The race conditions are against another thread requesting TSYNC, another
thread performing a clone, and another thread changing its filter. The
sighand lock is sufficient for these cases, though the clone case is
assisted by the tasklist_lock so that new threads must have a duplicate
of its parent seccomp state when it appears on the tasklist.

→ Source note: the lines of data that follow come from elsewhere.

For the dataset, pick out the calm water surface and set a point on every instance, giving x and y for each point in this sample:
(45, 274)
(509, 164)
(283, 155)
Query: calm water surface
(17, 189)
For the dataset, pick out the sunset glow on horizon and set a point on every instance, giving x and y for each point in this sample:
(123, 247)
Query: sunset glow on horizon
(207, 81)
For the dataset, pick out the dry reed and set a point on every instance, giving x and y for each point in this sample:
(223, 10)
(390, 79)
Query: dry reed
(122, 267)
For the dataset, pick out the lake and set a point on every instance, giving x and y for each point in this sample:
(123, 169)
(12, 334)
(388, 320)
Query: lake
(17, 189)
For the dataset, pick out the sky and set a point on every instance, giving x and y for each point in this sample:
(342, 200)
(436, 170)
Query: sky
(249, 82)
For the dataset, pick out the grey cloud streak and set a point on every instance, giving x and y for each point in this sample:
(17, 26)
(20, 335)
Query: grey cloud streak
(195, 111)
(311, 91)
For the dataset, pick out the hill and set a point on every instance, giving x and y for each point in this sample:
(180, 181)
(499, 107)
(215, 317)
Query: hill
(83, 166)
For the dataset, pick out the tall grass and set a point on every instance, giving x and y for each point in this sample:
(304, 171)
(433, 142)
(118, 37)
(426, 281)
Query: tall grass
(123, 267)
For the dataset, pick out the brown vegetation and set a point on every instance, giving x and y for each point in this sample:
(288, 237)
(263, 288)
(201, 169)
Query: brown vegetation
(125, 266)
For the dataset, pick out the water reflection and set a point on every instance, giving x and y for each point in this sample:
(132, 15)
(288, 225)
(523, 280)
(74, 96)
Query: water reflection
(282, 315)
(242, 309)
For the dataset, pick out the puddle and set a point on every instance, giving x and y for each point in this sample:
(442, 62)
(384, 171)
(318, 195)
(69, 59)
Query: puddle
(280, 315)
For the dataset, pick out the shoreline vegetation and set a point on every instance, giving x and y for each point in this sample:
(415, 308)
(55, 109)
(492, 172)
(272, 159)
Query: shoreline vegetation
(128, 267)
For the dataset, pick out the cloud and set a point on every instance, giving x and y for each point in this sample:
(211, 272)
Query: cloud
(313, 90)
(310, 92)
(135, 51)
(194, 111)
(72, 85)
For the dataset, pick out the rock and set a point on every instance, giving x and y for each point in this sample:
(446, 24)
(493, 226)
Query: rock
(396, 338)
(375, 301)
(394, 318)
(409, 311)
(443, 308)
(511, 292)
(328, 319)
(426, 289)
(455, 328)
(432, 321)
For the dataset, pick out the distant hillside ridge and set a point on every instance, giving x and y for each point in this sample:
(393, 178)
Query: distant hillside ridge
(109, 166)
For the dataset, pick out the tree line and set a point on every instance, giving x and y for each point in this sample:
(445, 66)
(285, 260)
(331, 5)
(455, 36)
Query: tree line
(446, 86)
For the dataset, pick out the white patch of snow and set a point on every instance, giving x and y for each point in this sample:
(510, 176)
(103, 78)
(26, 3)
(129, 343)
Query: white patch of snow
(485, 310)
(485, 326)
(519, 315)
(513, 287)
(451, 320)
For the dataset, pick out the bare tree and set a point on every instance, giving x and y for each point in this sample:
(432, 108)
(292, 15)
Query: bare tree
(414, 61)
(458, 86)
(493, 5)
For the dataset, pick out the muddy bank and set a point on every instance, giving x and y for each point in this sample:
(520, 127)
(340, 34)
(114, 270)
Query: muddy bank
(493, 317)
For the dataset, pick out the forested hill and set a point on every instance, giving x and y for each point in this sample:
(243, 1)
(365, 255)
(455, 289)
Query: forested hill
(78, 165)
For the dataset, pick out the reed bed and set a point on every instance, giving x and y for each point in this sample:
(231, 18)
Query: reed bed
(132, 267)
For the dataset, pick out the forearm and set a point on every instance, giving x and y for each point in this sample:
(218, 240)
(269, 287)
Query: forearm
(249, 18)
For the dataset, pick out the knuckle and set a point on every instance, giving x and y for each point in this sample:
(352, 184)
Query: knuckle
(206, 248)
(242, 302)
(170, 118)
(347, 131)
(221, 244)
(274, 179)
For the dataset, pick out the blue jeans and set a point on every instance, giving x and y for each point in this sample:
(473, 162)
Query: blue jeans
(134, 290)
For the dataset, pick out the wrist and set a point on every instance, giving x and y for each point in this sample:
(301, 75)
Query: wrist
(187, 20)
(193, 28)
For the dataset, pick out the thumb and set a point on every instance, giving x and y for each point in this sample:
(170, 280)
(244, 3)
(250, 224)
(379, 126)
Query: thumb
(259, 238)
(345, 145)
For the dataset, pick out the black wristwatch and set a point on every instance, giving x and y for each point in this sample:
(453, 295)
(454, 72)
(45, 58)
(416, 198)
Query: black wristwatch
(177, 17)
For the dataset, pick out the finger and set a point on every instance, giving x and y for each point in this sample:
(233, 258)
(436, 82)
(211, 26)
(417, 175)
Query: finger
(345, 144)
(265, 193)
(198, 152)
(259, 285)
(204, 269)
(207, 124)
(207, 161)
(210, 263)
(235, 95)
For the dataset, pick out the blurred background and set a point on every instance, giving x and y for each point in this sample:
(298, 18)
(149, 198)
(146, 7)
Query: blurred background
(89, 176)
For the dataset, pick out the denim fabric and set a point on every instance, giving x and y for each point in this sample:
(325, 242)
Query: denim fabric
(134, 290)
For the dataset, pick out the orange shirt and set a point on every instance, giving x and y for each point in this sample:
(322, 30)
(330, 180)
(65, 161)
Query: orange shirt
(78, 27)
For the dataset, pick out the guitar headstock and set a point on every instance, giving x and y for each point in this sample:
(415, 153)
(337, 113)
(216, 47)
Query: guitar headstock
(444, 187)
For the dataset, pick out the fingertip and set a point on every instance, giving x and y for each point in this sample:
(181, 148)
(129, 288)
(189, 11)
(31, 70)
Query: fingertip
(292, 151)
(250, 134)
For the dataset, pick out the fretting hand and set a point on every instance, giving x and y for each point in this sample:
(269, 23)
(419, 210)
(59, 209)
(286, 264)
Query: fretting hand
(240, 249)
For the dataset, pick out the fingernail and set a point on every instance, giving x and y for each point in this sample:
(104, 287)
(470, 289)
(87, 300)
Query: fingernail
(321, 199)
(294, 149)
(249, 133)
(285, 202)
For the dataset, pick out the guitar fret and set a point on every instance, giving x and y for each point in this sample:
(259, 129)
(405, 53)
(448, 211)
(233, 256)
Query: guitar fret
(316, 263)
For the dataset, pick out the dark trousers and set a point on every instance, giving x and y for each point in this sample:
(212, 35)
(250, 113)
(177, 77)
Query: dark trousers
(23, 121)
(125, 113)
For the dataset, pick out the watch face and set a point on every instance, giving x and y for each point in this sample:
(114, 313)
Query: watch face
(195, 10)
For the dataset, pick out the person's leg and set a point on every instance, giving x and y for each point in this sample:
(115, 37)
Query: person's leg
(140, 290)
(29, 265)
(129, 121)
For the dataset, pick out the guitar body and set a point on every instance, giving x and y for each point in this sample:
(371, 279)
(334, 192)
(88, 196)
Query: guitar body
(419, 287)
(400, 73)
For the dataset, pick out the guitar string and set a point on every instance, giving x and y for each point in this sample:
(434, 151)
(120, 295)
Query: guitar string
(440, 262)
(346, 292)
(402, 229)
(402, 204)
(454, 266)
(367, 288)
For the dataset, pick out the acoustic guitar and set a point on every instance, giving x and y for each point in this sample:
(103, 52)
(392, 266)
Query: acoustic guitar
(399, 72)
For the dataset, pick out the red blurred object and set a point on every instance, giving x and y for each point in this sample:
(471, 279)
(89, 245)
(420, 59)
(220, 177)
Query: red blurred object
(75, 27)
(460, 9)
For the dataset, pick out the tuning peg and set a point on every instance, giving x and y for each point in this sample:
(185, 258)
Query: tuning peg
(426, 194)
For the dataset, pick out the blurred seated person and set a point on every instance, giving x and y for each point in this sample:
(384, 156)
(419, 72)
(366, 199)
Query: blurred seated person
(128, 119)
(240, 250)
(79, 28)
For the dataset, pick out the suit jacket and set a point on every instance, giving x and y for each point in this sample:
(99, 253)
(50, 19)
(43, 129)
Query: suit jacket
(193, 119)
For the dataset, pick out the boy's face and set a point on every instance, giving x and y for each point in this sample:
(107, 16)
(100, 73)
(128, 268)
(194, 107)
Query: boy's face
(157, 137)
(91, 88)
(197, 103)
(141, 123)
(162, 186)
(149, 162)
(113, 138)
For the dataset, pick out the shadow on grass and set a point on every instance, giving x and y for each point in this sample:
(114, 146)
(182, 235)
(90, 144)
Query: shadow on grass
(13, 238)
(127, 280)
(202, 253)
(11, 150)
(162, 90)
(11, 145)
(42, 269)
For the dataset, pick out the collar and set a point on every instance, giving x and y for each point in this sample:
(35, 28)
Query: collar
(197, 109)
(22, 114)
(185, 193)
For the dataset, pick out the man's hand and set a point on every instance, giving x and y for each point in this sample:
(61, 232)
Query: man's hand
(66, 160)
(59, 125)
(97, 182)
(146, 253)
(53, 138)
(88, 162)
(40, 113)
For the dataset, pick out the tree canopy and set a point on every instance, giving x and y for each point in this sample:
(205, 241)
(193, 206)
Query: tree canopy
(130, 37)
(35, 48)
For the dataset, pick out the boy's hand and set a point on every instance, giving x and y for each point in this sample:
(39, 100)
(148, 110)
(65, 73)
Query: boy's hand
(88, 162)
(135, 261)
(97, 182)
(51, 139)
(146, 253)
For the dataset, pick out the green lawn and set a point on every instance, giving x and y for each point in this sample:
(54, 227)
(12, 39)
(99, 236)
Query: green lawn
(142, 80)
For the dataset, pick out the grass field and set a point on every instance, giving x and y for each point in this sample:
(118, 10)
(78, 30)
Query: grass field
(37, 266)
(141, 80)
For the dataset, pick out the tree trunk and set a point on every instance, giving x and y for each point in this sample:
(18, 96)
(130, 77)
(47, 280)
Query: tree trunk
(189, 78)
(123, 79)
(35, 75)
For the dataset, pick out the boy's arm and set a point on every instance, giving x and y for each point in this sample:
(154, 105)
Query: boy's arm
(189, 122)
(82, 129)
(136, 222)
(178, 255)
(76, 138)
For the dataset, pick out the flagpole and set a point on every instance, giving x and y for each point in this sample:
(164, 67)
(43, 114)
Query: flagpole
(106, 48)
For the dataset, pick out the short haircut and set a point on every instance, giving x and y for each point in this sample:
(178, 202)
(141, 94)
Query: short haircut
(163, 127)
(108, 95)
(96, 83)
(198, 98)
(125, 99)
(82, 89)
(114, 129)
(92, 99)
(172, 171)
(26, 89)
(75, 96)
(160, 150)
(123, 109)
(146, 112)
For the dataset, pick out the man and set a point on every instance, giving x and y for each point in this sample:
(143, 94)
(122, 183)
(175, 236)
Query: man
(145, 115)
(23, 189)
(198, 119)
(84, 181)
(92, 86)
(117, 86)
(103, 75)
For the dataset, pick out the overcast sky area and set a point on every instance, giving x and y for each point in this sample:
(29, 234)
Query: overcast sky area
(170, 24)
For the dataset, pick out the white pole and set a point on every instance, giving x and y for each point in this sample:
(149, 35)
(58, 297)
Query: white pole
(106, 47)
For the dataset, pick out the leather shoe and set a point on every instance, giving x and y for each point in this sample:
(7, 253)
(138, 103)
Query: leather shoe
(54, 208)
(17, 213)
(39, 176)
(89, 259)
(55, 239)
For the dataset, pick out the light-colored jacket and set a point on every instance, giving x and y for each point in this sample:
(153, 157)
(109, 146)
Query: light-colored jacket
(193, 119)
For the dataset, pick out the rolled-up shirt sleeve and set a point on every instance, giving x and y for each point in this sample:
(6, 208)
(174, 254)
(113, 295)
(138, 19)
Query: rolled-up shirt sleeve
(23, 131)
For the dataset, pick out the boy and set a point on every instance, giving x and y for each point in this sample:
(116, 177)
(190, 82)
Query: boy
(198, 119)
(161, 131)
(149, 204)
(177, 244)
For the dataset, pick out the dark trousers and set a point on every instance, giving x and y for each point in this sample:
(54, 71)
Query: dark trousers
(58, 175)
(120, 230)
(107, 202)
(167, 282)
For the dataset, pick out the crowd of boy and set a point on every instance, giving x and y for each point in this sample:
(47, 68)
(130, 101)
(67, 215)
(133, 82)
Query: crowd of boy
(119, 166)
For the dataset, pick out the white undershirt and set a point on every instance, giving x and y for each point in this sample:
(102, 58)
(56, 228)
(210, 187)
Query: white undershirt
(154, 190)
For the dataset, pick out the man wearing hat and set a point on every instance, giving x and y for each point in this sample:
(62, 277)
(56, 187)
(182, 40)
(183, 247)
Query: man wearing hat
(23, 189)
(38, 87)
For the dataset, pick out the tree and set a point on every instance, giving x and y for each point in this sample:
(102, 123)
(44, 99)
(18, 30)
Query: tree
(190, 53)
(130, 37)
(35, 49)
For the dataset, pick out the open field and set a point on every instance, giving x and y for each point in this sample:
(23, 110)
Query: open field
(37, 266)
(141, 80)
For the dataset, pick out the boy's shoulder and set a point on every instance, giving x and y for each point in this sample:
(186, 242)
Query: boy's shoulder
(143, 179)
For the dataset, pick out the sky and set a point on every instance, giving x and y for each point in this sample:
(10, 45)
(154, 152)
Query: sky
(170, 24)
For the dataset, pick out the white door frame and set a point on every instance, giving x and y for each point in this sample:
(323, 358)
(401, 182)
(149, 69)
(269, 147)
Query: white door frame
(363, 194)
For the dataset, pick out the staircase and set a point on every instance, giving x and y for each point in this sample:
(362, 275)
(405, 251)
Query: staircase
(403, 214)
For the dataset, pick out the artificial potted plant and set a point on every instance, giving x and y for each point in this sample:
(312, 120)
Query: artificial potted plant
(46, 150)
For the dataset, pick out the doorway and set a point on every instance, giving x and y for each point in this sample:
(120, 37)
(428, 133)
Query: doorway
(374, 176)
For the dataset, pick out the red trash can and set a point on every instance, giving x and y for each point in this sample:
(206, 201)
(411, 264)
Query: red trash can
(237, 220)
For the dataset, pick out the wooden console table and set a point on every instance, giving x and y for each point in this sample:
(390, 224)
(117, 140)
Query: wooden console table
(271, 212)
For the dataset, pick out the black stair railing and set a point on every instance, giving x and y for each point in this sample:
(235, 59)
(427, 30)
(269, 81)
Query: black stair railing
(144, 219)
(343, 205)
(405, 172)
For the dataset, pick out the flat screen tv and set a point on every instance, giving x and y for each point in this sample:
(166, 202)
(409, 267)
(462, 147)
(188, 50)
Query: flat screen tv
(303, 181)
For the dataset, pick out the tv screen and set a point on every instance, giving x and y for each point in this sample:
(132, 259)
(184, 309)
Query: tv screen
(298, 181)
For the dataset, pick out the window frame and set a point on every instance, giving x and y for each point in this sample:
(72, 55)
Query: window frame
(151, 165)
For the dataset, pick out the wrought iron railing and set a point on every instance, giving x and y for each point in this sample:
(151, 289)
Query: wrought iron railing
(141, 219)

Based on patches by Will Drewry.

Suggested-by: Julien Tinnes <[email protected]>
Signed-off-by: Kees Cook <[email protected]>
---
arch/Kconfig | 1 +
include/linux/seccomp.h | 2 +
include/uapi/linux/seccomp.h | 3 +
kernel/seccomp.c | 135 +++++++++++++++++++++++++++++++++++++++++-
4 files changed, 139 insertions(+), 2 deletions(-)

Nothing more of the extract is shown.